I'm not seeing where private citizens are prevented from engaging in lawful private microeconomic activity when a privately owned payment processor doesn't want to engage in certain transactions. The private citizen has the option to pay cash, bitcoin, trade goods or services, etc. Are these options as convenient in this day and age as tapping a credit card? No, but that doesn't mean everyone is entitled to convenience in every situation.

Also, how do you reconcile the fact that many US citizens, for religious or other reasons, can't in good conscience endorse certain economic exchanges? A government that is supposed to represent the needs of all citizens would fail if it engaged in facilitating transactions that some portion of its population found immoral or inappropriate. The public has no say in private, legal, transactions but public enforcement on private entities is a different story; akin to endorsement.

The best we can do is ensure that private citizens have the freedom to engage in legal transactions. But if we start forcing private entities to participate in every legal transaction, we risk setting a precedent that could backfire. Especially when a future administration decides to enforce or block transactions based on political or ideological grounds that conflict with our own values.

rachofsunshine 2 days ago | parent | next [-]

> The private citizen has the option to pay cash, bitcoin, trade goods or services, etc...everyone is[n't] entitled to convenience in every situation.

These options aren't small impositions, they're sufficient added overhead that they dwarf the value of the transaction itself. Bitcoin is the only one of them that seems vaguely realistic to me, but most people don't (and shouldn't) keep their own crypto wallets and don't (and can't) get paid in crypto, so that still requires interaction with third-party processors on two levels. It needs one level to convert fiat to crypto and vice-versa and another to conduct the crypto transaction.

Put another way, the sites that are shutting down this content clearly have substantial financial incentive not to do so. If they thought they had a reasonable alternative, don't you think they'd be using it? And if decent-sized companies with financial incentives cannot find an alternative that seems practicable, what makes you think private individuals are reasonably able to do so?
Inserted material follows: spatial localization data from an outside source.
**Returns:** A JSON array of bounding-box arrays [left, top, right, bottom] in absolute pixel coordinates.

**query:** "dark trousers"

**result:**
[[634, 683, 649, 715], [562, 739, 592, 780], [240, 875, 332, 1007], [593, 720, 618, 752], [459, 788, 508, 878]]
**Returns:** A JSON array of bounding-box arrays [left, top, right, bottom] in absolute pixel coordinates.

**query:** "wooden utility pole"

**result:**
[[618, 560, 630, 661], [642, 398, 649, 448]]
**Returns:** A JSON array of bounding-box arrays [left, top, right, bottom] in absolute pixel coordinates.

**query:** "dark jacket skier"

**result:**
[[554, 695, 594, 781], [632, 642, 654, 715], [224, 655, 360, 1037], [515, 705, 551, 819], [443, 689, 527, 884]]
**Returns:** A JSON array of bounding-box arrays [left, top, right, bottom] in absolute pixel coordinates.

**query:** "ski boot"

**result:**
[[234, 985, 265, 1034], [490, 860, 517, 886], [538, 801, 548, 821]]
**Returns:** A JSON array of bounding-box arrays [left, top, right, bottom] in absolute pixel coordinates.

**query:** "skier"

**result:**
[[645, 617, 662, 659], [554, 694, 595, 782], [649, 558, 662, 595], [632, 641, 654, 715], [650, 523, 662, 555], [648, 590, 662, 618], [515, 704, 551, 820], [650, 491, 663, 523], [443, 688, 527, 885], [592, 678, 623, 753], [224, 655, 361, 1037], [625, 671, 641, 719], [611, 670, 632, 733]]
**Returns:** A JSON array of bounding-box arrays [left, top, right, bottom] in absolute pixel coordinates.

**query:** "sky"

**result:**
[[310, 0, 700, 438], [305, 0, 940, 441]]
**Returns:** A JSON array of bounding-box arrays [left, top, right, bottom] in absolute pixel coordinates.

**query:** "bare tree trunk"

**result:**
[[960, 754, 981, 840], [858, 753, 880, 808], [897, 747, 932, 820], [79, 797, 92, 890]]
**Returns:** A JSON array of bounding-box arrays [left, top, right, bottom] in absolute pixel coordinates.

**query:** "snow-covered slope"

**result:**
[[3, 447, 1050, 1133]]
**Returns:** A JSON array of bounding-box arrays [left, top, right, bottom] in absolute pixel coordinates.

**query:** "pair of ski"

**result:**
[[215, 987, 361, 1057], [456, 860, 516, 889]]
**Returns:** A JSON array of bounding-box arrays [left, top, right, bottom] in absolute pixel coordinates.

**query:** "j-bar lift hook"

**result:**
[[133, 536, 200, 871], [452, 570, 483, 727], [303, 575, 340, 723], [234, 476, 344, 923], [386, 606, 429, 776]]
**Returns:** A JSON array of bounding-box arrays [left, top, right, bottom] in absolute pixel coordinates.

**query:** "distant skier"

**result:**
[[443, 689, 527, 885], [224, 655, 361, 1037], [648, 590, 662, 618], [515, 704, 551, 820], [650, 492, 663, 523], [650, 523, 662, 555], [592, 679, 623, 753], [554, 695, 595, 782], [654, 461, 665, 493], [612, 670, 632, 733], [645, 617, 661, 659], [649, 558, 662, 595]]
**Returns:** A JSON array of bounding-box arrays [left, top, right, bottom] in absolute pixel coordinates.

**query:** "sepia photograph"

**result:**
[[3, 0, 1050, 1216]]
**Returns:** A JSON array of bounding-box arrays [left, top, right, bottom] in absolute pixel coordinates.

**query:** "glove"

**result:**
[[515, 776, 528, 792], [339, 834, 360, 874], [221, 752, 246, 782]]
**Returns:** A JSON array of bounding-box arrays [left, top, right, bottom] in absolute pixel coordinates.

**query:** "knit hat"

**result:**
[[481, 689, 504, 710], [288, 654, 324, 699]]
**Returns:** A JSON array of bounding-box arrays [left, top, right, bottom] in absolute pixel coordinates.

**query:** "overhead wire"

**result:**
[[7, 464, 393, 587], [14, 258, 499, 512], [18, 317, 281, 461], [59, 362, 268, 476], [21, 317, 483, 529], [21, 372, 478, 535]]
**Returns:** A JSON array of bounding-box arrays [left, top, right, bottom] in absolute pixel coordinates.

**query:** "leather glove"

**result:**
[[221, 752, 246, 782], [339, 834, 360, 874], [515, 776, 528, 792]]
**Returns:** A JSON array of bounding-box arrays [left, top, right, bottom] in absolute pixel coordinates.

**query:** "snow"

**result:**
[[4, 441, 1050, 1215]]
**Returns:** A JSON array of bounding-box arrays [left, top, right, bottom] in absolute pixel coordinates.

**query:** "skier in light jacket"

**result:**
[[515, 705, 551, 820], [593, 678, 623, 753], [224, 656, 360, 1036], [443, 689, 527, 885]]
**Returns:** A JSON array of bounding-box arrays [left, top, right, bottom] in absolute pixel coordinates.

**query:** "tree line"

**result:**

The broader issue here is one of monopoly, and I guess it might be helpful to zoom out here a bit. Do you think a company with market dominance should be able to engage in (otherwise legal) anticompetitive practices to suppress new companies in their domain? If it were up to you whether to have anti-trust law, would you have it?

If yes: isn't this essentially the same problem? These payment processors have a duopoly and are suppressing alternatives who would take these payments (and might outcompete them in the market on that basis).

If not: are you not concerned about a failure-state where monopolies (a) control critical sectors like finance with an unbreakable grip, (b) intertwine that grip with governments who want to circumvent civil liberties protections to suppress private action, and thus (c) become a de facto shadow government whose behavior - by virtue of being nominally private - isn't subject to constitutional protections or court oversight?

cesarb 2 days ago | parent | prev [-]

> The private citizen has the option to pay cash, bitcoin, trade goods or services, etc.

As far as I understand, this isn't an option. I'm Brazilian, so I can easily pay with PIX (and I have never used a credit card with Steam, since PIX is just so much more convenient). But Steam isn't allowed to sell me that content; if they try, even if they restrict it only to those who pay with PIX, my understanding is that these two global payment processors will stop working with them. And since unfortunately most of the world doesn't have yet something similar to PIX, that would mean losing access to a lot of people.